Apart from the assignment restrictions, AAPI diplomats sometimes wait so long for security clearances that they lose job opportunities and internships, while non-Asian peers appear to get approvals within months.

The net result, diplomats and their advocates say, is a steady erosion of morale and opportunity at the personal level, and a loss for the institution and US national security. Many diplomats told CNN they considered leaving the department; several did.

‘I wanted to serve’

One former diplomat spoke of losing an internship and a department scholarship because her security clearance took almost three years to come through. She watched fellow students get clearances within months and was particularly struck when a peer with an eerily similar background — another American who had gone to a top university, also had studied in China, also had family there — got a clearance in six months. The former diplomat said she and colleagues saw one major difference with this peer: “Their name and their face are not as Chinese sounding as mine.”

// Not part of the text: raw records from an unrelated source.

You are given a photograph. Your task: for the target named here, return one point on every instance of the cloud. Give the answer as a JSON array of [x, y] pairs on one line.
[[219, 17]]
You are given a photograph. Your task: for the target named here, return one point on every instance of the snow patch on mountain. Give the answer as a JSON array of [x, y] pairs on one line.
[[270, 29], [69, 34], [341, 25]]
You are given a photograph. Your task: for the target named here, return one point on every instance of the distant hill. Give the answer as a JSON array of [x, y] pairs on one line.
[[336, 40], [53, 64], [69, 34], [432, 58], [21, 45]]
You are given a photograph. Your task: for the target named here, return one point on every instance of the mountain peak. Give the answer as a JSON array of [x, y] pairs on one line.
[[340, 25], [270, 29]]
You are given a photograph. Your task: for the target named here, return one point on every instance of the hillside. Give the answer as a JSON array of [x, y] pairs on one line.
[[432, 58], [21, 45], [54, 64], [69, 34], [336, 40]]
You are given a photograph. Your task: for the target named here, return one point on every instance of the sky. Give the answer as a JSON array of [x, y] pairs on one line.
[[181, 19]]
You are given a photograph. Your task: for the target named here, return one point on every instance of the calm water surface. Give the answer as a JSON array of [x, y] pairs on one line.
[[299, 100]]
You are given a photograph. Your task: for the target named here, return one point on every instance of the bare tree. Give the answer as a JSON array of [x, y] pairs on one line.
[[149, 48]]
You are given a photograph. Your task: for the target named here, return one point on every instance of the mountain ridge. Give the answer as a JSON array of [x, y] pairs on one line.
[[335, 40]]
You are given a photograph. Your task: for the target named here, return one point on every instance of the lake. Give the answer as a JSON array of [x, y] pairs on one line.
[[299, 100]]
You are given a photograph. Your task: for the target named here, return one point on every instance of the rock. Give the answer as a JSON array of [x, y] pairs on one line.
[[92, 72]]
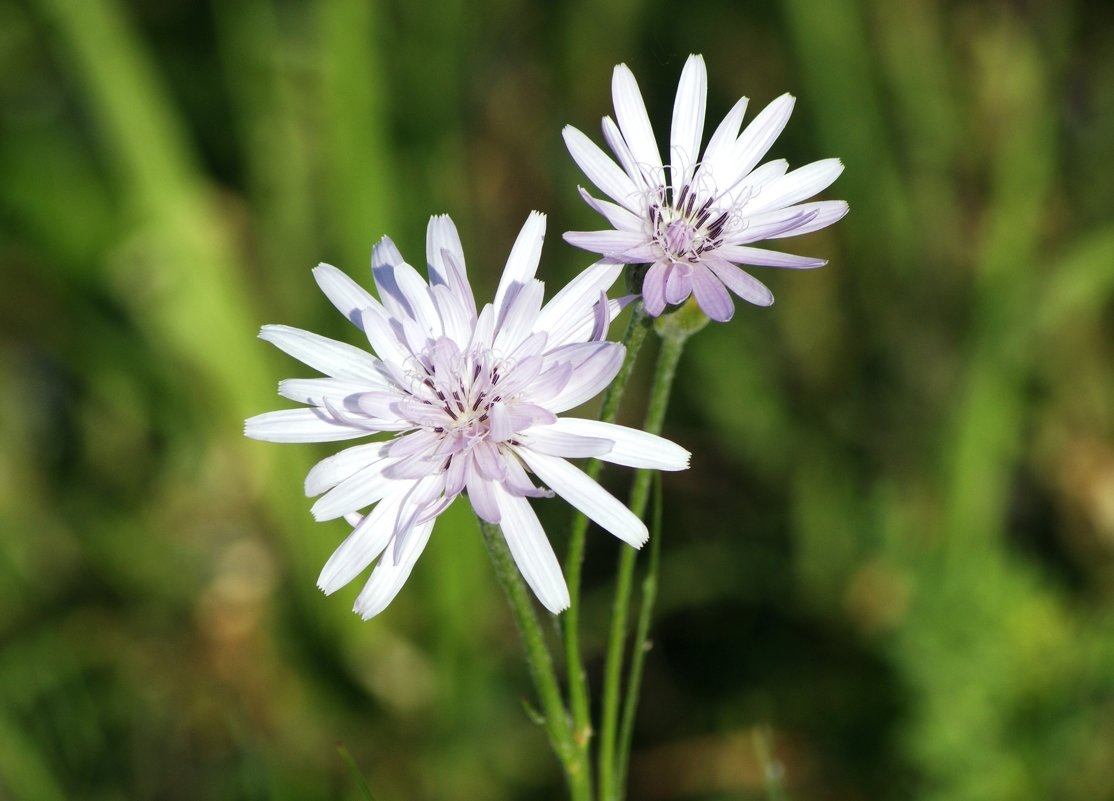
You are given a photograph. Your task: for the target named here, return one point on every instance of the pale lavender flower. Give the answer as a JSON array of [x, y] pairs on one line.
[[461, 401], [694, 220]]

Her observation echoes one other AAPI diplomats have made: Chinese American diplomats who took Western-sounding surnames on marriage went on to serve in China despite having immediate family there. One diplomat, discussing the hurdles AAPI diplomats face getting clearances, joked bitterly that “it helps immensely to change one’s last name.”

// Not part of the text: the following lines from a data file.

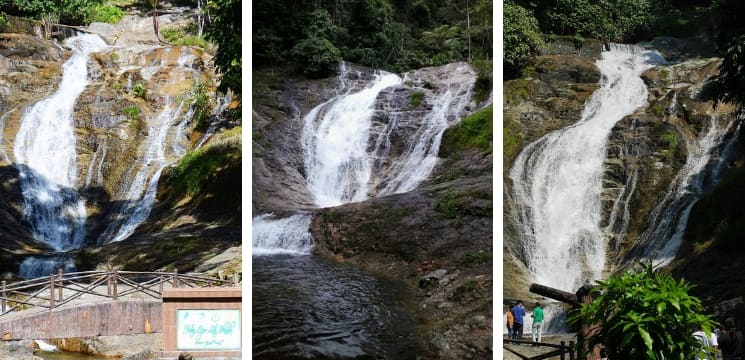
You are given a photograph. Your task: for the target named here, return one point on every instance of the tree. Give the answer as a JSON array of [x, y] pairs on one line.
[[644, 314], [225, 31], [316, 54], [522, 36]]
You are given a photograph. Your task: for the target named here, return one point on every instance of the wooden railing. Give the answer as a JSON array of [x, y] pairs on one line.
[[562, 350], [60, 289]]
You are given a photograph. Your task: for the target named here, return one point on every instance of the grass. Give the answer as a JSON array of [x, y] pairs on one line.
[[106, 13], [196, 171], [475, 131], [132, 112], [416, 99], [185, 36], [478, 258]]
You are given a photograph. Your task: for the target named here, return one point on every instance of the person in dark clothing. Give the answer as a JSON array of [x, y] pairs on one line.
[[731, 341], [518, 312]]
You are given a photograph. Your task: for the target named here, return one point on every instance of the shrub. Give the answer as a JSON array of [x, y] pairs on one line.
[[132, 112], [199, 99], [644, 314], [106, 13], [522, 36]]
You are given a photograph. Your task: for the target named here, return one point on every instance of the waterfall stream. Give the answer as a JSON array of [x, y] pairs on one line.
[[558, 178], [347, 313], [44, 150], [45, 155]]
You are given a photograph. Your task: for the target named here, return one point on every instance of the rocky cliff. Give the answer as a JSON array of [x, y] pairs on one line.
[[133, 82], [437, 238], [647, 151]]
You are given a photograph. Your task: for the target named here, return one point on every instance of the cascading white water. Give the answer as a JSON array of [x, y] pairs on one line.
[[340, 149], [670, 217], [419, 160], [44, 150], [289, 235], [558, 178], [140, 192], [335, 141]]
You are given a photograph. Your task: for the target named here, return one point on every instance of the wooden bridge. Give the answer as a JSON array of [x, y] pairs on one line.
[[91, 303]]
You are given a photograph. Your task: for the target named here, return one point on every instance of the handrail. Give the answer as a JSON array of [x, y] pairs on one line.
[[56, 290]]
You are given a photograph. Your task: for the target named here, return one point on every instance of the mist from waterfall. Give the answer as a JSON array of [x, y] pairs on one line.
[[558, 178], [44, 150]]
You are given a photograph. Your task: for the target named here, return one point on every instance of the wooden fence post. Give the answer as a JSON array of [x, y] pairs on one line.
[[51, 292], [562, 350], [59, 277], [571, 350], [5, 299], [116, 294]]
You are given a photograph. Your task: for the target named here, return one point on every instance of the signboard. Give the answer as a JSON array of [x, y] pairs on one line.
[[208, 329]]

The former diplomat said she had quit because the department “just made me feel so small. … I wanted to give back to my country, I wanted to serve, I wanted to be an asset, but the entire time I was seen as a threat and made to feel that I didn’t belong, and that was hurtful.”

And there is the invisible career cost. These diplomats meet the criteria for top-secret security clearances, yet the assignment restrictions can create a “stigma,” one diplomat said. “You’re in the department in highly sensitive meetings, or if you are trying to bid on your next assignment, and you have that cloud hanging over you — people think, ‘Can this person be trusted?’ or ‘Maybe we shouldn’t hire this person because they might have a security restriction?’ It definitely prevents people from serving to their fullest ability.”

Taxpayer dollars

It also costs the US taxpayer. The government spends up to $480,000 per diplomat for two years of language training in what the State Department inspector general calls “super hard languages” — Arabic, Japanese, Chinese, Korean — before diplomats start work at a post. It costs millions of dollars when “we could instead be tapping our workforce that already has that ability and language skill, and immediately start going into the field and supporting US policy,” said one US-based diplomat.

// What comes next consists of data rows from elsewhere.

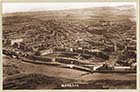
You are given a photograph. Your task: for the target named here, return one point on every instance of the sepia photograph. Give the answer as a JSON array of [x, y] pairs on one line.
[[85, 45]]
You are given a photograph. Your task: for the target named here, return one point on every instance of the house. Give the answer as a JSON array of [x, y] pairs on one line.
[[13, 41]]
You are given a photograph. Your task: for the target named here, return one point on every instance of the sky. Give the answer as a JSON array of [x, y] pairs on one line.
[[21, 7]]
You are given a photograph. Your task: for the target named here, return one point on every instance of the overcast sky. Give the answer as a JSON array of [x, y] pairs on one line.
[[21, 7]]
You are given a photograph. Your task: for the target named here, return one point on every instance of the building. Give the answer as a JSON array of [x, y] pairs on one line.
[[13, 41]]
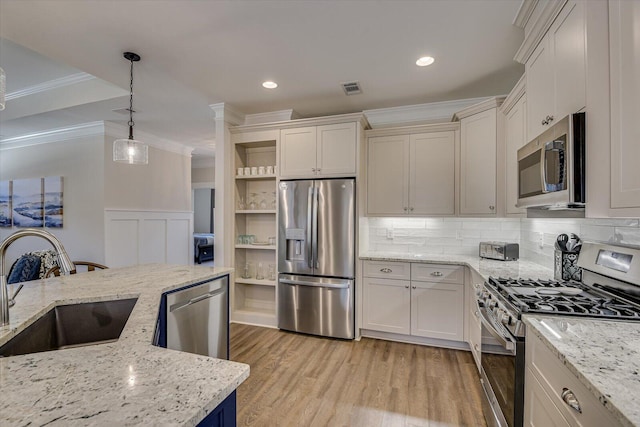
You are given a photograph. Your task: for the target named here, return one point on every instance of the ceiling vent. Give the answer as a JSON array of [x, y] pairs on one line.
[[124, 110], [351, 88]]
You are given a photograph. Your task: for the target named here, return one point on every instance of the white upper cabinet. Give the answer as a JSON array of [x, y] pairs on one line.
[[318, 151], [624, 24], [515, 110], [388, 175], [411, 174], [478, 163], [556, 71], [298, 151]]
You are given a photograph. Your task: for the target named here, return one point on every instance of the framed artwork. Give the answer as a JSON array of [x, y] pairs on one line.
[[26, 202], [53, 206], [5, 203]]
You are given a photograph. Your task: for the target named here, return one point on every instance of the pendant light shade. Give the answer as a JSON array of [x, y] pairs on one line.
[[3, 88], [129, 150]]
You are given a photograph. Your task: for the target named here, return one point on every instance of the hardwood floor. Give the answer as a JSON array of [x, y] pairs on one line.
[[301, 380]]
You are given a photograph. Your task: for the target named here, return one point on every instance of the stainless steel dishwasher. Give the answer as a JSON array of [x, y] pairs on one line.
[[198, 319]]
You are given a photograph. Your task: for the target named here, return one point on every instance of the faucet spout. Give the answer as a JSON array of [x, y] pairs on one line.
[[65, 264]]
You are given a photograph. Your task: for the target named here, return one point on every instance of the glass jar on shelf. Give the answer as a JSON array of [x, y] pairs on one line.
[[251, 202]]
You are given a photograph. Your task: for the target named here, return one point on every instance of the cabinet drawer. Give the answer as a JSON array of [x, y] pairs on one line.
[[555, 378], [437, 273], [387, 270]]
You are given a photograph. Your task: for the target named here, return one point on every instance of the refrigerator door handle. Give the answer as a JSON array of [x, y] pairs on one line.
[[314, 284], [314, 227], [308, 243]]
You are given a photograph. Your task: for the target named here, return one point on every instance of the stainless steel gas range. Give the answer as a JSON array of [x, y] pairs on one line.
[[609, 290]]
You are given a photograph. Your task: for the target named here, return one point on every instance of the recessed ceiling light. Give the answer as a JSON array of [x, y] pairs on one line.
[[424, 61]]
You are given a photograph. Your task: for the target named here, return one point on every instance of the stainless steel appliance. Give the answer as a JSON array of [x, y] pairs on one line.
[[610, 289], [551, 168], [316, 257], [198, 319], [502, 251]]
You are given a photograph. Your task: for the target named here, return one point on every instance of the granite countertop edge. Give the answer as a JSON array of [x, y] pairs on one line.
[[129, 381]]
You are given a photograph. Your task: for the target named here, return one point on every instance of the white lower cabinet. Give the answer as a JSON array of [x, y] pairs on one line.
[[401, 305], [554, 396]]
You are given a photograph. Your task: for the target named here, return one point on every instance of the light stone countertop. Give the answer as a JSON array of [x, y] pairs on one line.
[[128, 382], [485, 267], [604, 355]]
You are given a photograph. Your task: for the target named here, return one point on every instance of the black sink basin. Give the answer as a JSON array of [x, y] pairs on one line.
[[72, 325]]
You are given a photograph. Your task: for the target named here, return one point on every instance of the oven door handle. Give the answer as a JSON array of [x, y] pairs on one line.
[[506, 342]]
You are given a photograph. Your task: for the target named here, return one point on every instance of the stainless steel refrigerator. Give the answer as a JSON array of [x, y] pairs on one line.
[[316, 257]]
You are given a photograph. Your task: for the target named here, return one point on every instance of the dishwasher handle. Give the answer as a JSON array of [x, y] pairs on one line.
[[183, 304]]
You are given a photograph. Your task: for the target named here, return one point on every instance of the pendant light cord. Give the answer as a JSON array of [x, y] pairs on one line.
[[131, 123]]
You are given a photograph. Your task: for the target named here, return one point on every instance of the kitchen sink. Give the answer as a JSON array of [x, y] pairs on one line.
[[72, 325]]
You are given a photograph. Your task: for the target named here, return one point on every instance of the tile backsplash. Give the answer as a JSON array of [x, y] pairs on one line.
[[461, 236]]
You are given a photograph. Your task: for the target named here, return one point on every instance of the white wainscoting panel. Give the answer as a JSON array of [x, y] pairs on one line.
[[142, 237]]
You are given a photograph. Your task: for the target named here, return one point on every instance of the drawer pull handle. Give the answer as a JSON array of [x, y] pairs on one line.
[[571, 399]]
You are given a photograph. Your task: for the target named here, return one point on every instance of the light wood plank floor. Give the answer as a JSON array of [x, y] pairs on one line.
[[301, 380]]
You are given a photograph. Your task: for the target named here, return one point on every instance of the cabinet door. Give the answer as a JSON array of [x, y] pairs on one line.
[[298, 152], [478, 135], [336, 149], [539, 409], [388, 175], [567, 38], [624, 24], [432, 174], [516, 137], [387, 305], [540, 90], [437, 310]]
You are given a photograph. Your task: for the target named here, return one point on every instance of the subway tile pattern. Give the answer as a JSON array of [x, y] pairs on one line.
[[461, 236]]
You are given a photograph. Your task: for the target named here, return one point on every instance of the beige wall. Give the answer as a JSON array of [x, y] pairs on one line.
[[81, 162], [203, 175], [164, 184]]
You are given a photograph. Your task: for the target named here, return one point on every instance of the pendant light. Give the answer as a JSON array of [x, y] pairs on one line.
[[129, 150], [3, 88]]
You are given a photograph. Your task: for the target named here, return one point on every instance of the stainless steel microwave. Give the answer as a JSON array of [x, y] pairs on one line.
[[551, 168]]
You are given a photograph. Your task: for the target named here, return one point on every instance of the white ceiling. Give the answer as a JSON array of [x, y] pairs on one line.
[[197, 52]]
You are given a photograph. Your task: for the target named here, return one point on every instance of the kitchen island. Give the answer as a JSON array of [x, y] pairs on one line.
[[126, 382]]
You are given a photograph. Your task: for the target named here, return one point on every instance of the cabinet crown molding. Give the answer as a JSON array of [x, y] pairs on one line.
[[479, 108], [550, 11], [409, 130], [516, 93], [315, 121]]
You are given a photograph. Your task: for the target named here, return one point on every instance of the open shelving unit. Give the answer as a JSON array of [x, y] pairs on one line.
[[253, 301]]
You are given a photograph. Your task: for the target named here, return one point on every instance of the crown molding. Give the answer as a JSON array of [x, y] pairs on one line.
[[514, 96], [50, 85], [418, 114], [407, 130], [539, 29], [314, 121], [114, 129], [490, 103], [273, 116], [524, 13], [54, 135], [227, 113]]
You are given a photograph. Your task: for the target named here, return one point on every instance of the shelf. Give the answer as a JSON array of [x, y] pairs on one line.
[[256, 211], [256, 177], [262, 247], [256, 282]]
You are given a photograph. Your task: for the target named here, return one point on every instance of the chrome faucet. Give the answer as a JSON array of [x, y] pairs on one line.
[[65, 264]]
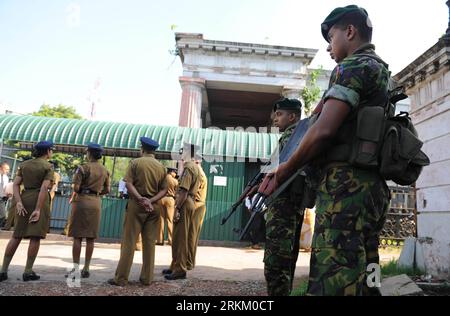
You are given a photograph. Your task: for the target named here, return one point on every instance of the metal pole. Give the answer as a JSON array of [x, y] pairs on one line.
[[114, 169], [1, 149], [13, 174], [448, 29]]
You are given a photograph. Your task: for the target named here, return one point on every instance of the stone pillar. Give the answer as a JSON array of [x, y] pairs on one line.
[[448, 29], [191, 102], [291, 92]]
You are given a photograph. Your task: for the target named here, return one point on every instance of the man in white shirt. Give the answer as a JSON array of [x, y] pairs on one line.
[[4, 179], [123, 192]]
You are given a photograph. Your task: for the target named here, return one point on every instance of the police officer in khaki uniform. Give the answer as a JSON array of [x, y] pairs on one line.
[[199, 216], [184, 214], [146, 184], [90, 182], [33, 212], [168, 206], [11, 207]]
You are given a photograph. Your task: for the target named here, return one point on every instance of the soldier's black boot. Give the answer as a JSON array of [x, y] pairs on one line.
[[175, 276], [31, 276], [3, 276], [85, 274]]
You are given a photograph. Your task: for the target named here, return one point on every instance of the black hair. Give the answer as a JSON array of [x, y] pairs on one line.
[[96, 154], [39, 152], [360, 22], [147, 149]]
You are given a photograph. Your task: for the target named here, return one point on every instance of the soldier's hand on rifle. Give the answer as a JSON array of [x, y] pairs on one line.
[[177, 215], [273, 180]]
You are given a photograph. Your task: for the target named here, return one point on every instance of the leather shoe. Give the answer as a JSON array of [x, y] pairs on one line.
[[175, 276], [113, 282], [3, 276], [32, 276]]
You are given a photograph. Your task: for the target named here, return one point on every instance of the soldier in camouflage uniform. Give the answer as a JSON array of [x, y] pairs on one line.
[[352, 200], [285, 216]]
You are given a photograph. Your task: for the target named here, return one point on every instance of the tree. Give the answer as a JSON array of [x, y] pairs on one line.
[[67, 163], [59, 111], [311, 93]]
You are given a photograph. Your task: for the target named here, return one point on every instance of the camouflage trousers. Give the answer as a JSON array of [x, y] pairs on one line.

Despite the challenges, AAPI diplomats are increasingly optimistic about change. They point to bipartisan support in Congress and also to Blinken.

Blinken “is familiar with the issue, he recognizes that it is a problem, he has acted on it before and made the only change so far that has helped,” said one diplomat.

As deputy secretary of state during the Obama administration, Blinken helped institute reform that required Diplomatic Security to tell diplomats if they had assignment restrictions and why. Before that, diplomats often weren’t aware until they applied for and got jobs in those countries.

Led by lawmakers such as Democratic Rep. Joaquin Castro of Texas, Congress passed legislation in 2017 that created a formal process for diplomats to appeal their assignment restrictions within 30 days and required State to explain the number and nature of restrictions and preclusions in the last three years.

The process that has emerged is more of a review than an appeal, diplomats and House aides said. If diplomats ask for assignment restrictions to be reconsidered, they go back to the same office — Diplomatic Security — that made the original decision. And instead of explaining the nature of the restrictions, Diplomatic Security just sent lawmakers annual numbers with no elaboration.

The chairman of the House Foreign Affairs Committee, Democratic Rep. Gregory Meeks of New York, and the committee’s lead Republican, Rep. Michael McCaul of Texas, have added language to the Department of State Authorization Act of 2021 calling for an appeals process that wraps up within 60 days and mirrors the steps taken when a diplomat appeals the denial or retraction of their security clearance: The issue goes to another group within State to review.